NAB also posted a cash profit of A$2.315 billion ($2.144 billion) for April to September, on an ongoing basis, up from A$1.930 billion from a year ago. Excluding the disposed businesses, the second-half cash earnings were A$2.299 billion.
Six analysts on average had forecast a profit of A$2.311 billion.
The solid result comes at a time when global banks are writing down billions of dollars because of their exposure to distressed subprime mortgage loans in the United States.
Australian banks have benefited from sixteen straight years of economic growth, while a three-decade low unemployment rate has kept lenders' bad debts under check.
But analysts expect higher funding costs, due to the global credit squeeze, and decade-high interest rates in Australia to slow the pace of profit growth.
"Asset quality measures show early signs of moving up from historically low levels but are within expectations for this stage of the credit cycle," Stewart said.
NAB's profit marks the end of Australian commercial banks' fiscal 2007 profit reporting season, which largely fell short of market expectations.
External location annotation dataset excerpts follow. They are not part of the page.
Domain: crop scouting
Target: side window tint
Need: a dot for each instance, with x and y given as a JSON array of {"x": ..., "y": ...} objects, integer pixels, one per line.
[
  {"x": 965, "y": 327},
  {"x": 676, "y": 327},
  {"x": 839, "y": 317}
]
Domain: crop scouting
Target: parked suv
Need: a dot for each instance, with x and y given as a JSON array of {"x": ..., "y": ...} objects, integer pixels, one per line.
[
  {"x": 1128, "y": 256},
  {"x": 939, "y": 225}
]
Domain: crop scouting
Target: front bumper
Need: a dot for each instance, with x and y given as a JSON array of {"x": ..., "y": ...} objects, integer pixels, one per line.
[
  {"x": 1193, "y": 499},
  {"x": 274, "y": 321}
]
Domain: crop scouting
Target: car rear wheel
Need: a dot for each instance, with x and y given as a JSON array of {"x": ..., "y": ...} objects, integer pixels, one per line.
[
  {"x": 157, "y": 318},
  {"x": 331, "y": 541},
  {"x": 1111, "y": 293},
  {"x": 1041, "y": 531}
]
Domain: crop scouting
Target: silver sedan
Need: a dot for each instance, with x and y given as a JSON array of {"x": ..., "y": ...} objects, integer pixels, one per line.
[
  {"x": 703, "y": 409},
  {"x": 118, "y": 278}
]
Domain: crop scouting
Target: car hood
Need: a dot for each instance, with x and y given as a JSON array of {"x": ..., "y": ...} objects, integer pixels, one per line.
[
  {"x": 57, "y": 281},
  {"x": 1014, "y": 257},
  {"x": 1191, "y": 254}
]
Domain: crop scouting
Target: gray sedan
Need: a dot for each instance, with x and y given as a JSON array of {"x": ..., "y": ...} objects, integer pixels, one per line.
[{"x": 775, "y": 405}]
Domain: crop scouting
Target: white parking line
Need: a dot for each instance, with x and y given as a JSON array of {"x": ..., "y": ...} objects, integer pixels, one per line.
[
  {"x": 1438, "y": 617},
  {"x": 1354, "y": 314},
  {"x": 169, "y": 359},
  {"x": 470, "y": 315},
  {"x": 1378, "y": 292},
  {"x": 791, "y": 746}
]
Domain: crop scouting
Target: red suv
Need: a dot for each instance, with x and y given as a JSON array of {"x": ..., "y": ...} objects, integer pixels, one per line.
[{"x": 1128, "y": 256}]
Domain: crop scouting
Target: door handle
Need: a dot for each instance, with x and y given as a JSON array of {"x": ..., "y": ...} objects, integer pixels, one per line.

NAB's rivals, Australia and New Zealand Banking Group, St George Bank and Bank of Queensland, all announced plans to raise capital to sustain growth as lenders' funding costs rise.
National Australia Bank shares rose as much as 3.1 percent at the start of the Friday session. NAB shares are up 4.4 percent so far this year, lagging a 15 percent rise in the S&P/ASX 200 Index in the same period.